Reklamcılıktan gelme İsrailli yönetmen Noam Murro 2008'de "Smart People" isimli film ile ilk uzun metrajına imza atmış, bu filmi yönetmesi için de Snyder tarafından bizzat seçilmiş bir isim. "300"ü olduğu kadar kan ve cinsellik dozunu arttırması boyutuyla Snyder'ın kurduğu estetikten esinlenerek yaratılmış "Spartacus"ü de andıran bir filme imza atmış olsa da tümüyle karbon kopya bir işe imza attığını söylemek de haksızlık olur yönetmen için zira eline ilk filmin üzerine olumlu birşeyler ekleyebilen bir senaryo geçirmiş ve bunu görsel açıdan etkileyici bir şekilde perdeye aktarabilmeyi başarmış kendisi. Normalde böyle tamamı dijitalize fonlu filmlerin büyük bir hayranı olduğumu söyleyemesem de bu tarz fantastik soslu filmlere iyi gittiğini de belirtmek lazım. Özellikle bu film için Simon Duggan'ın görüntü çalışmasının filmi yukarıya çektiği aşikar. Themistocles'i canlandıran tavşan dişli Avustralyalı aktör Sullivan Stapleton bir Gerard Butler kumaşına sahip olmasa da bu açığın Eva Green ile kapatıldığını söylemek mümkün. O dönemler yeni yeni palazlanmaya başlayan Jack O'Connell ve yetenekli aktör Callan Mulvey'in yanı sıra ilk filmden aşina yüzler Lena Headey, David Wenham ve Peter Mensah da filmi renklendiriyorlar.
Murro'nun bu filmdeki bir başka sansı da müzikleri Tom Holkenborg'a yaptırmış olması. Bugüne kadar "Mad Max:Fury Road" dışında yaptığı müzikleri nezdimde çok iz bırakmamış olsa da Hans Zimmer'in yanında film müziği işine giren sayısız isimden biri olan Holkenborg'un solo bestecilik kariyerinin başlarına tekabül eden "Rise of Empire" için yaptığı besteler filmi olduğundan daha iyi hale getirmeyi başaran en başat faktörlerden.
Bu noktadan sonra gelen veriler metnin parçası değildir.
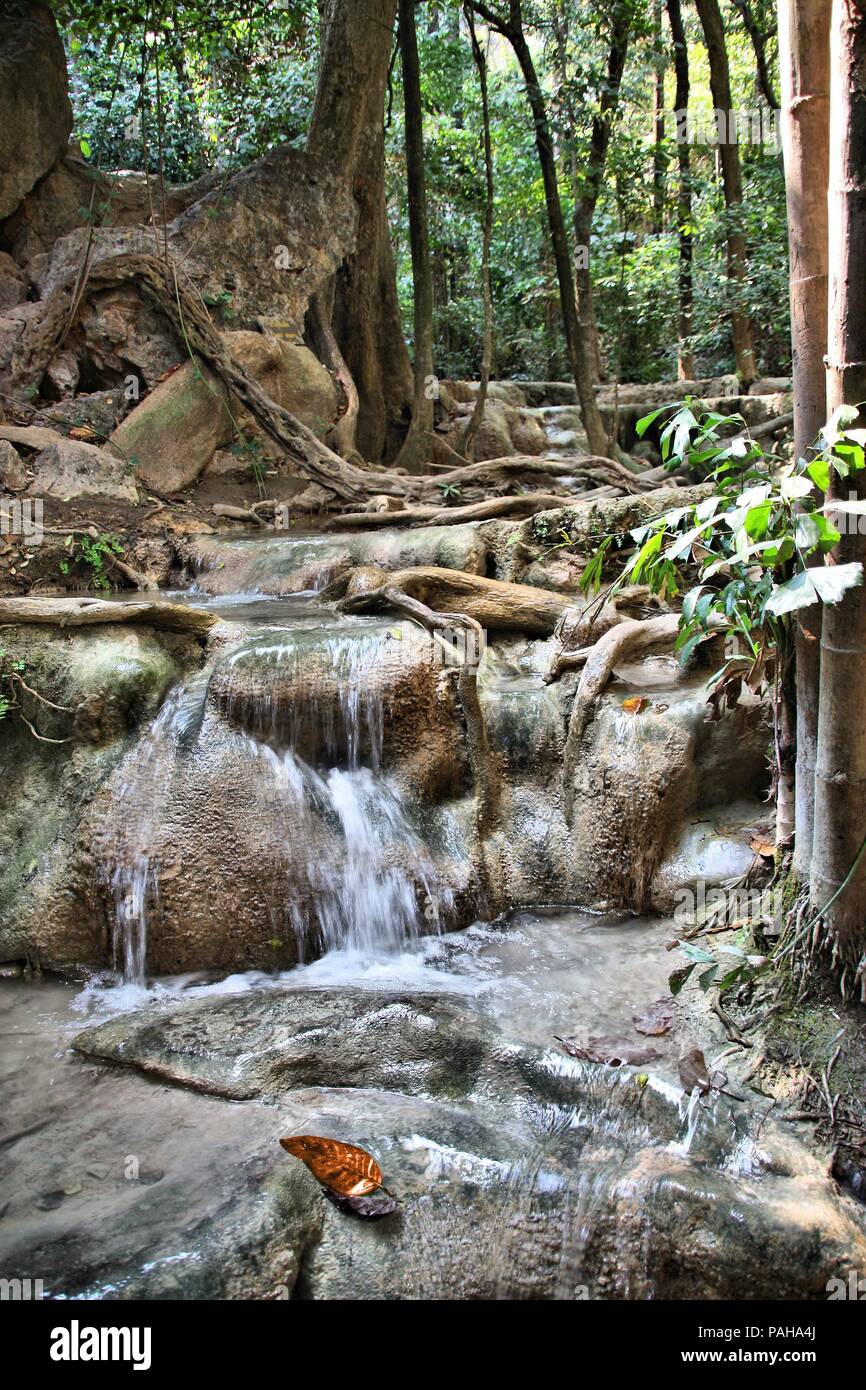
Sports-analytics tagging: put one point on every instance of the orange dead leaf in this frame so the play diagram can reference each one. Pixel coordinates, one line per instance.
(762, 847)
(635, 704)
(344, 1168)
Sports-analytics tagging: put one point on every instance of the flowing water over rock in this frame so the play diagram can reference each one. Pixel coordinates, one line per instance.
(275, 865)
(520, 1172)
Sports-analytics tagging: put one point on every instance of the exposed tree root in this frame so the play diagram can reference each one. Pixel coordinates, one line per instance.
(623, 641)
(174, 617)
(521, 506)
(392, 598)
(495, 603)
(578, 628)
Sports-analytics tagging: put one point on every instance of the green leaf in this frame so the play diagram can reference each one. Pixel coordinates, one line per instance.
(679, 977)
(644, 423)
(819, 471)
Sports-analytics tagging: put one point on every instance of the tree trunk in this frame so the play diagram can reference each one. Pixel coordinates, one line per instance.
(487, 346)
(840, 780)
(731, 178)
(804, 59)
(587, 196)
(658, 123)
(580, 352)
(417, 444)
(685, 359)
(348, 131)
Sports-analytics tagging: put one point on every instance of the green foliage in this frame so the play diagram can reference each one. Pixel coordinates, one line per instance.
(9, 669)
(92, 552)
(195, 88)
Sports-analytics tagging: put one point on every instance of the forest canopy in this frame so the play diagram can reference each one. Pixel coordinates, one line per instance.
(189, 89)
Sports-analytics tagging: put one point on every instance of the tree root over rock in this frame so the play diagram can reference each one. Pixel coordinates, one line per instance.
(174, 617)
(392, 598)
(495, 605)
(159, 282)
(626, 638)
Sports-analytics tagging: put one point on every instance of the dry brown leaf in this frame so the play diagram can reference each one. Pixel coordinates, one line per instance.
(610, 1051)
(762, 847)
(344, 1168)
(656, 1019)
(635, 704)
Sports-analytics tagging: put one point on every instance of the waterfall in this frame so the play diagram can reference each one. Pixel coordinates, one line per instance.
(305, 716)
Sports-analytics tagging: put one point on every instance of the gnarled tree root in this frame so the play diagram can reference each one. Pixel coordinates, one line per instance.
(495, 603)
(623, 640)
(392, 598)
(173, 617)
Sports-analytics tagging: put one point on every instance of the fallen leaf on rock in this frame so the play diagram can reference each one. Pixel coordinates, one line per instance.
(370, 1208)
(610, 1051)
(762, 847)
(692, 1072)
(344, 1168)
(658, 1018)
(635, 704)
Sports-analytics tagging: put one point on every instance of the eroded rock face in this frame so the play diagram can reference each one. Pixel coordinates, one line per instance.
(110, 681)
(72, 469)
(175, 431)
(35, 111)
(268, 1044)
(314, 787)
(584, 1189)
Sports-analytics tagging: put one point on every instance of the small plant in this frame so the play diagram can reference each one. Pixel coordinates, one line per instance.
(248, 451)
(449, 489)
(92, 552)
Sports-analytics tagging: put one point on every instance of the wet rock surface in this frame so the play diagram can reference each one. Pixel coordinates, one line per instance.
(519, 1172)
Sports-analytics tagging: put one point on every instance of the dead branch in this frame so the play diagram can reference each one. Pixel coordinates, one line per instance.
(70, 612)
(391, 598)
(495, 603)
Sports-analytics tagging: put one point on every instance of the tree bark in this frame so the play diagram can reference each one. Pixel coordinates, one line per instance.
(840, 780)
(685, 357)
(580, 352)
(416, 446)
(348, 131)
(587, 195)
(487, 295)
(731, 177)
(658, 123)
(804, 59)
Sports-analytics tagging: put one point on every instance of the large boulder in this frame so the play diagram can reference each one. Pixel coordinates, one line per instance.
(72, 469)
(35, 113)
(174, 432)
(13, 282)
(104, 681)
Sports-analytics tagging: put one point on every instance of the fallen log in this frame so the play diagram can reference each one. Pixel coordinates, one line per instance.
(392, 598)
(524, 505)
(495, 605)
(70, 612)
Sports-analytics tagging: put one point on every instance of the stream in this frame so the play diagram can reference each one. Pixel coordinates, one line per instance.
(143, 1102)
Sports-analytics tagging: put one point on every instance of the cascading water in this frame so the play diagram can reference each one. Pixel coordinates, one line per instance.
(306, 717)
(129, 868)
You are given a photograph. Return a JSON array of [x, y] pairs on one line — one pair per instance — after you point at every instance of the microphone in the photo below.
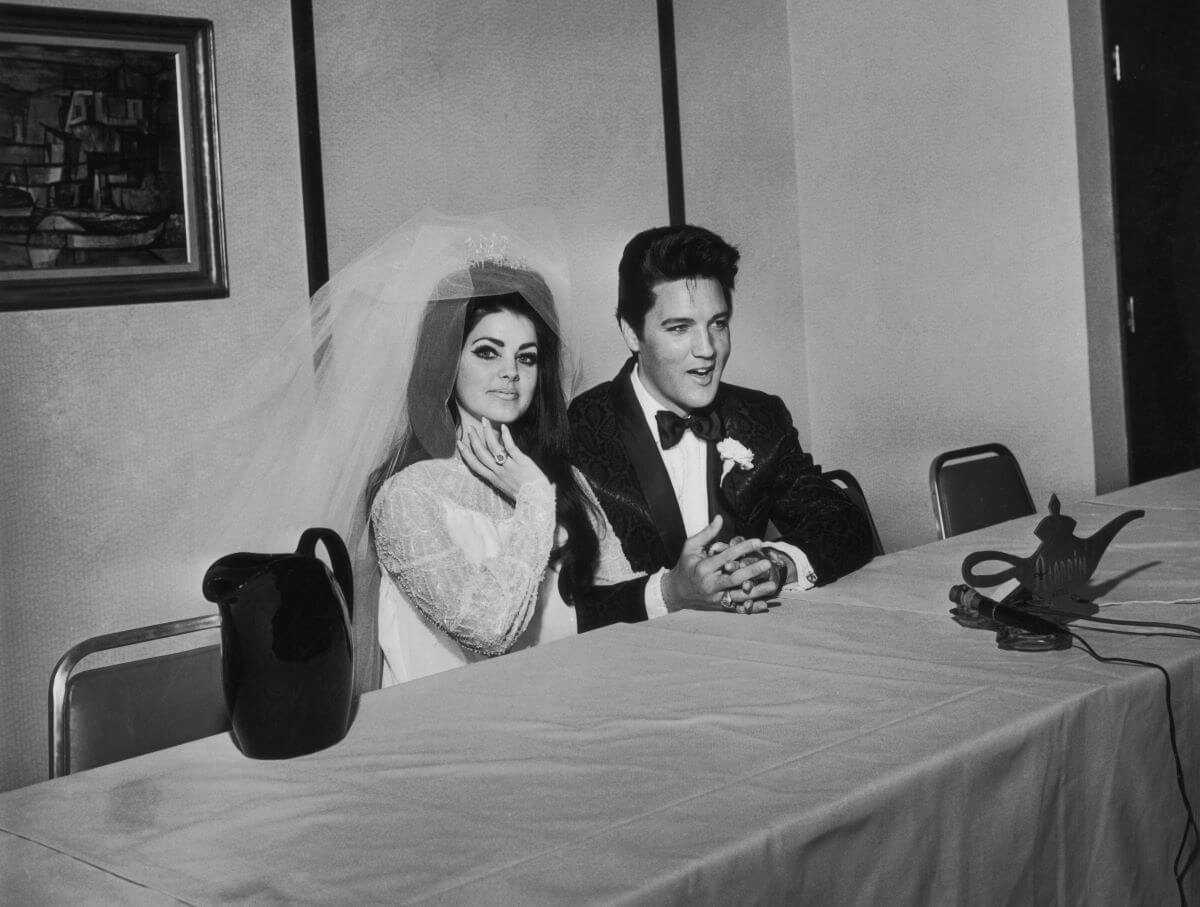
[[972, 604]]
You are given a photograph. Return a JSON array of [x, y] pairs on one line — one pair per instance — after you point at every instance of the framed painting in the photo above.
[[109, 164]]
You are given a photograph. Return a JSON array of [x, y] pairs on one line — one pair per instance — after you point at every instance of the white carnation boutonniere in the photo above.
[[733, 454]]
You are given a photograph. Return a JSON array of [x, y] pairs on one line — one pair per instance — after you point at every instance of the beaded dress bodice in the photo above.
[[474, 566]]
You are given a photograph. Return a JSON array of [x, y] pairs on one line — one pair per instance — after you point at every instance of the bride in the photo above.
[[478, 518], [418, 408]]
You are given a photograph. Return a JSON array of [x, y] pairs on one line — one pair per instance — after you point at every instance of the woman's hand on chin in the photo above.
[[496, 458]]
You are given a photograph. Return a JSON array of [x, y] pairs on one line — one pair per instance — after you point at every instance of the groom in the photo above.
[[688, 468]]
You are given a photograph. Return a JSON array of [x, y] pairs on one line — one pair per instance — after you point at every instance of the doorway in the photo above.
[[1155, 97]]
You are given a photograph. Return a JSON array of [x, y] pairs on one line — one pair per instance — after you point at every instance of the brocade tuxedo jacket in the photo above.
[[613, 448]]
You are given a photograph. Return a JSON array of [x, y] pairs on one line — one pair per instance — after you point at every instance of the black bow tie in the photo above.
[[706, 426]]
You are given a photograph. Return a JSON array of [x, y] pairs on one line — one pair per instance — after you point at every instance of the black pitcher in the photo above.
[[286, 646]]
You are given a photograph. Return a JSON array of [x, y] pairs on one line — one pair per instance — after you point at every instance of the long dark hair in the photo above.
[[541, 432]]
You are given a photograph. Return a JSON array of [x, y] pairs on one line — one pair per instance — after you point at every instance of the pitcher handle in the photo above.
[[337, 554], [978, 557]]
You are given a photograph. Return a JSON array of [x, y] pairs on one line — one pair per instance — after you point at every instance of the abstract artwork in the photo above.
[[109, 168]]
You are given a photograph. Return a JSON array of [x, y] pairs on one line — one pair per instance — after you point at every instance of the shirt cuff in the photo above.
[[805, 578], [655, 605]]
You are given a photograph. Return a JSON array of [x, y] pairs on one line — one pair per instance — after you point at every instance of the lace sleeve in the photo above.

Özellikle yukarıda bahsini ettiğimiz girizgah bölümlerinde varlığını ziyadesiyle hissettirip seyircinin hikayeye daha angaje olmasına yardımcı olan müzikler, geri kalan kısımlarda yönetmenin işini kolaylaştırmaya devam ediyorlar. Soundtrack albümünde özellikle "Marathon", "Artemisia's Childhood", "Greeks are Winning" ve "History of Artemisia" isimli parçalar müzisyenin performansını en iyi özetleyen parçalar denilebilir, ilgilisi mutlaka bir kulak vermeli.